Comment 1 Mihai Parparita 2010-08-26 15:49:29 PDT
This involves using RegExp.h and RegExpObject.h from JavaScriptCore in WebCore. In turn, those depend on headers from JavaScriptCore/yarr. Is it really the right thing to be exporting all those headers from JavaScriptCore (I'm not that familiar with the forwarding header setup)?
Comment 2 Oliver Hunt 2010-08-26 15:54:47 PDT
(In reply to comment #1)
> This involves using RegExp.h and RegExpObject.h from JavaScriptCore in WebCore. In turn, those depend on headers from JavaScriptCore/yarr. Is it really the right thing to be exporting all those headers from JavaScriptCore (I'm not that familiar with the forwarding header setup)?

Serialization is intrinsically dependent on the JS engine, you can't really avoid knowing internal details.
Comment 3 Mihai Parparita 2010-08-26 16:02:18 PDT
(In reply to comment #2)
> Serialization is intrinsically dependent on the JS engine, you can't really avoid knowing internal details.

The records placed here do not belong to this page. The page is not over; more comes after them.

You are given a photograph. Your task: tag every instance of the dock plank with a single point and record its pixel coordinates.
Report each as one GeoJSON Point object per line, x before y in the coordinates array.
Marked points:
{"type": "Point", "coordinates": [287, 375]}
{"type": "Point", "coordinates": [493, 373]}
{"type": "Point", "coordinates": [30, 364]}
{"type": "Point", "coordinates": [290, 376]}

But all I want from the RegExp are the pattern and the flags (and to be able to create new RegExpObject instances), which shouldn't depend on internals.

If RegExp.h didn't include YARR headers (e.g. if the m_regExpJITCOde/mRegExpBytecode/m_regExp members were moved to a pimpl class that was forward declared in the header) then it seems like I could use that header without bringing in a lot of other things. I'm new WebKit (and even newer to JSC/bindings), so I don't know if that's a common pattern though.
Comment 4 Mihai Parparita 2010-08-26 17:36:54 PDT
Created attachment 65651 [details]
Patch for JSC::RegExp

(In reply to comment #3)
> If RegExp.h didn't include YARR headers (e.g. if the m_regExpJITCOde/mRegExpBytecode/m_regExp members were moved to a pimpl class that was forward declared in the header) then it seems like I could use that header without bringing in a lot of other things. I'm new WebKit (and even newer to JSC/bindings), so I don't know if that's a common pattern though.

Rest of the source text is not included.